Ni Melchora Cuenca, ni sus hijos, ni el resto de la gente modesta como ellos, se iban a poner a evaluar si la cabeza de Artigas en manos de sus perseguidores rodaría cuesta abajo por alguna cuchilla porque dentro de ella habían ideas que cortar de raíz; y que por esta misma razón, la de Rivera estaba segura. Ninguno de estos patriotas de verdad debe haber estado al tanto de las cartas de Don Frutos a Ramírez -«Mis gauchos no saben leer» había dicho ya don José con respecto a otro libelo anterior en su contra; ni el mismo Artigas -pese a que a nuestro entender, estaba mucho más enterado de lo que pasaba por estos lares de lo que todos pensamos- las debe haber leído jamás. Lo más probable, por otra parte, es que la mentalidad imperante en toda aquella abnegada población, escudriñara la posibilidad de que mientras se recomponían las muy diezmadas fuerzas y Artigas preparaba la vuelta tan anunciada, Rivera resistiera -por cierto que de una manera muy peculiar- aquí, y que algún día, el más indicado, estarían juntos otra vez dándole batalla al enemigo.

El punto de referencia lógico, obvio, visible y a mano de las muchedumbres del campo, no era, no podía ser otro que Fructuoso Rivera. Ostentaba en sus constantes recorridas, además, designado por «la autoridá», y entre otros el resonante cargo de Jefe de la Policía de Campaña. Así durante casi cinco pacíficos años, lo cual no se daba desde los tiempos del virreinato en los períodos en que la «indiada» se tomaba vacaciones.

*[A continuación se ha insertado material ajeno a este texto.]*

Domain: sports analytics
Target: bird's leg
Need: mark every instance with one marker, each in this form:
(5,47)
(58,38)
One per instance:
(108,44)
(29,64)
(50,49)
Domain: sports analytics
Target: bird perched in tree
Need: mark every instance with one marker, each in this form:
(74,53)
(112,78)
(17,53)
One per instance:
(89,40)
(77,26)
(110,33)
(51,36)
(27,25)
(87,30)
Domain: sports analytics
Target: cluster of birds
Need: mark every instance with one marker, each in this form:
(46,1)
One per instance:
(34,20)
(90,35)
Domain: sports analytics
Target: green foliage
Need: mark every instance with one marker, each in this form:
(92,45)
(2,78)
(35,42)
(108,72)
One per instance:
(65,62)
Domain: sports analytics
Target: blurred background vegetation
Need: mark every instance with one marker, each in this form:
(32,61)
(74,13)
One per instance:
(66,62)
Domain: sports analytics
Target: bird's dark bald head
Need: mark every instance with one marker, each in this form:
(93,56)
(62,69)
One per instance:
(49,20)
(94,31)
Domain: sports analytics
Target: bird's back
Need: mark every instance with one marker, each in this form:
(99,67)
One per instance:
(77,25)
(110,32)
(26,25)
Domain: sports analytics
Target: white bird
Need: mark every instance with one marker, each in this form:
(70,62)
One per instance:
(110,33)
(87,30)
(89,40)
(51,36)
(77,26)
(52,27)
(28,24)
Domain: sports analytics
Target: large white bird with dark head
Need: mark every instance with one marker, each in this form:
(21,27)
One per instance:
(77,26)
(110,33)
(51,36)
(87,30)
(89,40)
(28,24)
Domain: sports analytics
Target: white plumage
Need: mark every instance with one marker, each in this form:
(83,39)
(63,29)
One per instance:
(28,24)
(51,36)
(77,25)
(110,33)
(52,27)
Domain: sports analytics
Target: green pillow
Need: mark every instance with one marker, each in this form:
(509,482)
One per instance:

Apenas llegado de su cautiverio Lavalleja se integró, al igual que otros ex jefes artiguistas, al regimiento de Dragones a las órdenes del coronel Rivera. Luego se internó en Rincón de Zamora administrando y custodiando «las estancias de intestados» y de allí al exilio argentino. Manuel Oribe, al año siguiente, en 1822, pasó a comandar un escuadrón de caballería en la capital. Ni Lavalleja ni Oribe «estaban en el ruido», pero además la actitud que tomaron de vasallaje ante Lecor, debe haber despejado las dudas del otrora «pueblo reunido y armado» a la vera de Artigas.

El hombre del momento, el caudillo guía en tiempos de la Cisplatina era «Don Frutos». Si hasta Juan Antonio Lavalleja aceptaba ser subordinado de Rivera en el cuerpo de la Unión, ¿qué otra cosa podía esperarse de la carrera militar de Juan Manuel Artigas Velázquez, José María Artigas Villagrán y Santiago Artigas Cuenca?

En tanto Rivera mantuviera la popularidad generada en ese tiempo, su camino futuro sería el de muchos que poco o nada reparaban en las continuas sinuosidades y marchas atrás. El caudillo -por más que fuera «ladino» o «palangana» como lo llamaba Lavalleja- traza el rumbo y los demás acatan. Su estilo de autoridad no cesa ante la presencia soberana.